The relationship between Prineville’s local hospital — first Pioneer Memorial, now St. Charles Prineville — and the county’s emergency medical service stretches back at least 75 years, said Steve Lent, historian at the town’s A.R. Bowman Museum and a member of Crook County Fire & Rescue’s board of directors. That’s when local doctors helped train the area’s first emergency responders and the fire department purchased its first ambulance, a 1946 General Motors truck now on display at the museum.

“Back then, the hospital was just a three-story house converted to a hospital and the ambulance crew had to actually carry gurneys up and down the stairs,” Lent said. “Even then, they worked closely with the hospital to make sure everything went as smoothly as possible.”

Since then, just about everything has changed except the strong partnership between the entities. The latest proof of that is St. Charles’ recent donation of $100,000 to Crook County Fire & Rescue to help with the district’s purchase of two brand new, state-of-the-art ambulances — one already in use and another expected to arrive in September.

The new ambulances cost about $250,000 each and they’ll come equipped with several new features that will reduce back strain for EMTs and also make both patients and EMTs safer and more secure, said paramedic and Battalion Chief Jeremiah Kenfield. Those features include airbags in the back of the ambulance, a restraint system that secures EMTs while allowing them to move around and provide patient care, and, most prominently, a mechanical apparatus that loads the heavy patient cot into and out of the ambulance.

The loading apparatus is a “game-changer” for the EMTs, Kenfield said, because it will save them thousands of cot lifts every year and almost certainly reduce back injuries.
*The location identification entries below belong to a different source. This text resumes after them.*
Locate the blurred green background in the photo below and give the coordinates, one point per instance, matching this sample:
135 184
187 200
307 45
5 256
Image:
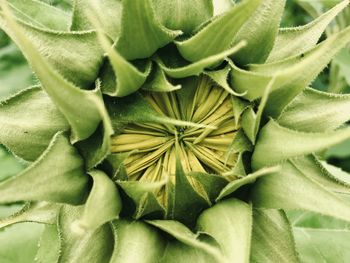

Safer, healthier EMTs are music to the ears of Crook County Fire & Rescue Chief Matt Smith, who started with the district as a volunteer firefighter in 1997. As overseer of the district’s budget, Smith said St. Charles’ donation is an opportunity to take money that was earmarked for an ambulance and spend it elsewhere in a growing district where tax revenues don’t cover the increasing level of service needed.

“We don’t have the ability to snap our fingers and build capacity anymore than anybody else does,” Smith said. “So when unexpected money comes in, we can put it to use elsewhere in the district to increase the capacity of our services and try to keep up with the growth in our community.”

It’s that last word — community — that catches the attention of Crook County Commissioner Jerry Brummer, who has spent the past nine years on the fire district’s board. In a rural area like Prineville, working together is more than just a warm, fuzzy feeling and a positive headline, he said. It’s absolutely necessary.

“Collaboration and partnerships, those are what makes a community,” Brummer said. “We have to work together on this stuff because our duty is to make this the best community we can, and we achieve that by understanding each other’s needs and working hand in hand to figure out how to meet those needs.”

He’s talking about agencies partnering on solutions, but he just as easily could be describing that “one big team” Levesque sees regularly in the Prineville Emergency Department. Whether it’s in a hospital room or the board room, St. Charles and Crook County Fire & Rescue are working together for the people in the region.

“If we didn’t work well as a team,” Levesque said, “there’d be gaps, and it’s the patients who would not get the same level of care they get today.”

For St. Charles, the donation isn’t just about maintaining the current level of care, but planning for the future of the community, too.

“We’re fortunate to enjoy such a positive and productive history of working with Crook County Fire & Rescue,” said Shannon Edgar, chief nursing officer at St. Charles Prineville. “We certainly value their partnership and we look forward to building on it for many years to come.”